Reputation: 3424
An unhandled exception of type 'System.StackOverflowException' occurred in mscorlib.dll
In page_load event i am calling
if (mySession.Current._isCustomer)
{
Response.Redirect("Products.aspx");
}
mySession class:
using System;
using System.Collections.Generic;
using System.Linq;
using System.Web;
namespace ShoppingCartWebApp
{
public class mySession
{
// private constructor
private mySession() {}
// Gets the current session.
public static mySession Current
{
get
{
mySession session =
(mySession)HttpContext.Current.Session["__MySession__"];
if (session == null)
{
session = new mySession();
HttpContext.Current.Session["__MySession__"] = session;
}
return session;
}
}
// **** add your session properties here, e.g like this:
public string _Property1 { get; set; }
public DateTime _date { get; set; }
public String _loginId { get; set; }
public string _firstName { get; set; }
public string _userName { get; set; }
public string _role { get; set; }
public Boolean _isCustomer = false;
public Boolean _isAuth = false;
public Boolean _isGuest = true;
public ShoppingCart _cart = new ShoppingCart();
public ShoppingCart instance
{
get
{
return _cart;
}
set
{
_cart = value;
}
}
public void abandonSession()
{
// _date =
_loginId = null;
_firstName = null;
_cart = null;
_userName = null;
_role = null;
_isCustomer = false;
_isAuth = false;
}
}
}
it gives a stackoverflow exception. why?
ShoppingCart Class:
public class ShoppingCart
{
#region ListCart
public List<CartItem> Items { get; private set; }
public static SqlConnection conn = new SqlConnection(connStr.connString);
#endregion
#region CartSession
public ShoppingCart cart;
public ShoppingCart()
{
if (mySession.Current._cart == null)
{
cart = new ShoppingCart();
cart.Items = new List<CartItem>();
if (mySession.Current._isCustomer)
cart.Items = ShoppingCart.loadCart(mySession.Current._loginId);
mySession.Current._cart = cart;
}
else
{
cart = mySession.Current._cart;
}
}
}
Upvotes: 2
Views: 2544
Reputation: 82944
The problem comes because of the relationship between mySession
and ShoppingCart
.
mySession
has a member variable defined like so:
public ShoppingCart _cart = new ShoppingCart();
When the constructor of mySession
is called, an instance of ShoppingCart
is instantiated. When the constructor of ShoppingCart
executes, it calls the mySession.Current
static property. Because the constructor of ShoppingCart
was called from within this same property (remember, we are still creating an instance of mySession
in the original static call), it continues to recurse in this way until a StackOverflowException
is raised.
To fix this, I suggest you take a look at your ShoppingCart
class. Firstly, why does it need an instance of itself as a member variable? Secondly, if ShoppingCart
needs to know information about the contents of mySession
, your encapsulation is not correct. I suggest you pass the information needed into the constructor of ShoppingCart
to avoid making a call back to mySession.Current
.
Upvotes: 1
Reputation: 3606
This line of code causes infinite loop and stack overflow :
if (mySession.Current._isCustomer)
cart.Items = ShoppingCart.loadCart(mySession.Current._loginId);
it is initialized by each instance of mysession class. and its using its parent class.

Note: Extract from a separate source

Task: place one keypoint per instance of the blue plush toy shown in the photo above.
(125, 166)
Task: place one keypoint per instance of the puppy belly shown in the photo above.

even using singleton mySession can not solve the problem.
when this code is executing :
session = new mySession();
it tries to initialize new ShoppingCard. shopping card asks for singleton instance of mysession. this line of code is not executed yet :
HttpContext.Current.Session["__MySession__"] = session;
so goes to create a new instance of my session and ...
this means stack overflow !
you can correct it like this :
public static mySession Current
{
get
{
mySession session =
(mySession)HttpContext.Current.Session["__MySession__"];
if (session == null)
{
session = new mySession();
HttpContext.Current.Session["__MySession__"] = session;
session._cart = new ShoppingCart(); //initialize your shoppoing car after adding variable to session !
}
return session;
}
}
public ShoppingCart _cart;// = new ShoppingCart(); remove initialization
look at my comments in code.
Upvotes: 7
Reputation: 8562
Given your updated question, I think if you properly followed .Net naming guidelines (as outlined in my comment on your question), you should be able to easily figure out where the problem is. I suspect your calling code is similar, and not following the guidelines is obscuring what is actually happening from what you think is happening.
As a first step I would recommend doing this cleanup; it will likely make it clear where you're causing the overflow.